Project Debater

(Investigator 186, 2019 May)

"Project Debater" is an artificial intelligence (A.I.) able to engage in spoken debate on complicated topics against expert human opponents.

Developed at the IBM lab in Haifa, Israel, since 2011, it follows on from "Deep Blue" which defeated world chess champion Gary Kasparov in 1997, and "Watson" which defeated top human players in Jeopardy in 2011.

Project Debater, speaking with a female voice, debuted in June 2018 at a media event in San Francisco. It squared off against two Israeli debate champions Noa Ovadia and Dan Zafrir, and started with: “Hello Noa. We meet again.”

The topics debated were "Should we subsidize space exploration?" and "Should we increase the use of telemedicine?"

Both sides delivered four-minute opening statements, four-minute rebuttals, followed by two-minute summaries.

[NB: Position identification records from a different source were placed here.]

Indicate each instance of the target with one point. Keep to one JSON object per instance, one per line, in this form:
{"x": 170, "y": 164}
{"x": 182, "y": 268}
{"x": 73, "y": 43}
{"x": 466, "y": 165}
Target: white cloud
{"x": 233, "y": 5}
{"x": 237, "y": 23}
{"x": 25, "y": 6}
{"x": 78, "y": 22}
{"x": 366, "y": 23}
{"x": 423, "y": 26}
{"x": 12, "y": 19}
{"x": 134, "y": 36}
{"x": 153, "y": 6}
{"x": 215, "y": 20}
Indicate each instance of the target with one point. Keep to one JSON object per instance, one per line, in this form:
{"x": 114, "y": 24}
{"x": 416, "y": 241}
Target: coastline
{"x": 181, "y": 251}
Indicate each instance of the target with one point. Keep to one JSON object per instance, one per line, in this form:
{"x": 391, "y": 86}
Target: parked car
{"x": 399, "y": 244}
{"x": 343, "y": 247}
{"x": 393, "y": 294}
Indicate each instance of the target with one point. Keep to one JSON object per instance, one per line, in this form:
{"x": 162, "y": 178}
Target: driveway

The computer's reasoning is unscripted, untrained. It classifies and constructs sentences from a data base of 300 million news articles.

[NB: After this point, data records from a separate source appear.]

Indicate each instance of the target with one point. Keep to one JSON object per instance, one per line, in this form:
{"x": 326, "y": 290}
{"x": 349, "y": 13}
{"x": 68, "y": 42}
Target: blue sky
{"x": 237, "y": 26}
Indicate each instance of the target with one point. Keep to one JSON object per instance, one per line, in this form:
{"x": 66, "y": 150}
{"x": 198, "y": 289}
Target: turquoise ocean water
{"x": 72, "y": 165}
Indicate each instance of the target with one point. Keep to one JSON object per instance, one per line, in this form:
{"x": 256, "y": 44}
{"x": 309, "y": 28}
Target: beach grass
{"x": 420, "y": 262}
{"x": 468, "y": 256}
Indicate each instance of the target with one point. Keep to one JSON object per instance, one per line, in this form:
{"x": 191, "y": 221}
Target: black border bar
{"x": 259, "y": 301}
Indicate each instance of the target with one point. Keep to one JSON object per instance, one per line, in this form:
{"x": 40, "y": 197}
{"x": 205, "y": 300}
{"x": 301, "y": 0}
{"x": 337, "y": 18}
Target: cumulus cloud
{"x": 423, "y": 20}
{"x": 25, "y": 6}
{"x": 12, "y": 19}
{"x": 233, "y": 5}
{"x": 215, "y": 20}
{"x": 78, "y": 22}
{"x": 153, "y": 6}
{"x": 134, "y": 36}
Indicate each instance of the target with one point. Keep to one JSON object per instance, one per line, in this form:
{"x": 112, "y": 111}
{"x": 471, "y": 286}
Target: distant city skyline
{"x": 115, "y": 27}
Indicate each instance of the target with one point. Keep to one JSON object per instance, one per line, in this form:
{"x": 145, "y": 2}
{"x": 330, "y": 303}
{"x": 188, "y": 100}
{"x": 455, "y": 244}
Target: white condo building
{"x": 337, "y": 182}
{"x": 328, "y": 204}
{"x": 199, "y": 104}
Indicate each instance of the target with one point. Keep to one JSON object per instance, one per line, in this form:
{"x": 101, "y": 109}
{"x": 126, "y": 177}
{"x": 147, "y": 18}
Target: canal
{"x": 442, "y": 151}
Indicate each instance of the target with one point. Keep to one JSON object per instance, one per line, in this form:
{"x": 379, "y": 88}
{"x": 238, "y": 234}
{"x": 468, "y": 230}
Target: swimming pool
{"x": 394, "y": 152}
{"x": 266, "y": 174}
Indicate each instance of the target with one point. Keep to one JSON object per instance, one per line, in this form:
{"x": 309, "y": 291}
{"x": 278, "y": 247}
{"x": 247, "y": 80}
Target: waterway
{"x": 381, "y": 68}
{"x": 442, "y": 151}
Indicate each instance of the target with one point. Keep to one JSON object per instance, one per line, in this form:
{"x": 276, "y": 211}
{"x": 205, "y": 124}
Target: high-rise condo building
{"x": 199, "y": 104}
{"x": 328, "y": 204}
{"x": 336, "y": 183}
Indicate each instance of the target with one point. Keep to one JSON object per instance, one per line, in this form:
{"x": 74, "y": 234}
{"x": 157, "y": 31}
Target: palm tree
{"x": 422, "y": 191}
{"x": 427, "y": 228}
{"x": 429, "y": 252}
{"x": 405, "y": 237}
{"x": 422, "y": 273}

To develop Project Debater the IBM team had to endow the system with the capabilities to:
  1.  Find useful sentences to construct arguments from;
  2.  Listen and identify the main concepts and produce summaries;
  3.  Prepare speeches from data.
The technology will advance and has the potential to assist in numerous complicated human decisions. It already passes the Turing test in short trials but would, because its conversation gradually loses coherence, fail in lengthy trials.

Looking Ahead

Will future A.I. assimilate all human knowledge, trillions of books, magazines and Internet pages, along with algorithms for the correct application of logic?

From this God-like perspective will it calculate the probably correct answers to perplexing things people disagree on such as, "Is there intelligent life elsewhere in the Universe?" and "Is the Bible of human origin or divine?"